Figure 2.

Developmental- and pathogen-dependent nuclear accumulation of GFP-APIP5. (A) GFP-APIP5 abundance in cytosolic- and nuclei-enriched fractions from GFP-APIP5 transgenic plants at the seedling and tillering stages. S represents the seedling stage; T represents the tillering stage. Histone H3 served as a nuclear marker and HSP as a cytosolic marker. The experiment was repeated twice (biological replicates) with similar results, and the representative data from one replicate are shown. (B) GFP-APIP5nls abundance in cytosolic- and nuclei-enriched fractions from GFP-APIP5nls transgenic plants at the seedling and tillering stages. S represents the seedling stage; T represents the tillering stage. Histone H3 served as a nuclear marker and HSP as a cytosolic marker. The experiment was repeated twice (biological replicates) with similar results, and the representative data from one replicate are shown. (C) Confocal images showing the subcellular localization of GFP-APIP5 transiently expressed in the leaves of 1- and 2-month-old N. benthamiana plants. mCherry was used a whole-cell localization marker.
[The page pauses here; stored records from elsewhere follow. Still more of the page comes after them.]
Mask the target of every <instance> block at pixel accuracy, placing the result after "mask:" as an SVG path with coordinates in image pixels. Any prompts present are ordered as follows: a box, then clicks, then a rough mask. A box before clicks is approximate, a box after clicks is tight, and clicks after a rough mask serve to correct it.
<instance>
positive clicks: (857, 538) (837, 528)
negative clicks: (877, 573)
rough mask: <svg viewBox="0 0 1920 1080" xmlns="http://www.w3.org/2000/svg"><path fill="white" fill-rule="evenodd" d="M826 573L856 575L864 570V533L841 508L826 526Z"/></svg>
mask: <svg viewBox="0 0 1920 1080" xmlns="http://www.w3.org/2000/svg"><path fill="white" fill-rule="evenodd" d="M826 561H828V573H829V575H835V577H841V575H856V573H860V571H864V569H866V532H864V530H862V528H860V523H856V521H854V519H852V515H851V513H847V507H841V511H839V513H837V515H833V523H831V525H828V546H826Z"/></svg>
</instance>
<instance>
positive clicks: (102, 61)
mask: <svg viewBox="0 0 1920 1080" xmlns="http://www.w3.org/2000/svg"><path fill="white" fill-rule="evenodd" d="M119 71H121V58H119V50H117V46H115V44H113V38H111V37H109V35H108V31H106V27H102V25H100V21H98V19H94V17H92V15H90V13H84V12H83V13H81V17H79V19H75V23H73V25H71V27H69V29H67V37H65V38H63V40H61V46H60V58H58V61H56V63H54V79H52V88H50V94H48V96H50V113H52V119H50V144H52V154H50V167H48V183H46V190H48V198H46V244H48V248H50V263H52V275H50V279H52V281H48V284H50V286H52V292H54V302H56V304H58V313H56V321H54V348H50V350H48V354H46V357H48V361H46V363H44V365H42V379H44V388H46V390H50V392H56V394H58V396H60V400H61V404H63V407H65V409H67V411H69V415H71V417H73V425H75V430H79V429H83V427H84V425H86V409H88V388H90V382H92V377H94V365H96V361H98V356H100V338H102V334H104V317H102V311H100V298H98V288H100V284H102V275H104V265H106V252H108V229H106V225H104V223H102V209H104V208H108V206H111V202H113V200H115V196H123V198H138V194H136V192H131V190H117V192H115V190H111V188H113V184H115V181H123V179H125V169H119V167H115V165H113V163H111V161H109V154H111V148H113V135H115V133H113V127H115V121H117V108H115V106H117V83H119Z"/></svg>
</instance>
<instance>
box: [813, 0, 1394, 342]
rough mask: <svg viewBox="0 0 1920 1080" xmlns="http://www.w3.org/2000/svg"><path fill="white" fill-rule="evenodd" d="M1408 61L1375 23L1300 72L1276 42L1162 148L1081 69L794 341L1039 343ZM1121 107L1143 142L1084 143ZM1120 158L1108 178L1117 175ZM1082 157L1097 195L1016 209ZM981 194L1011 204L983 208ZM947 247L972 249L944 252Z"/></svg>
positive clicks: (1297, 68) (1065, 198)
Scale bars represent 20 μm. (D) GFP-APIP5 abundance in cytosolic- and nuclei-enriched fractions from 1- to 2-month-old N. benthamiana plants. Histone H3 served as a nuclear marker and Actin as a cytosolic marker. The experiment was repeated twice (biological replicates) with similar results, and the representative data from one replicate are shown. (E) GFP-APIP5 abundance in cytosolic- and nuclei-enriched fractions from 3-week-old GFP-APIP5 transgenic plants after inoculation with RO1-1. DAI represents day after inoculation. The experiment was repeated twice (biological replicates) with similar results, and the representative data from one replicate are shown.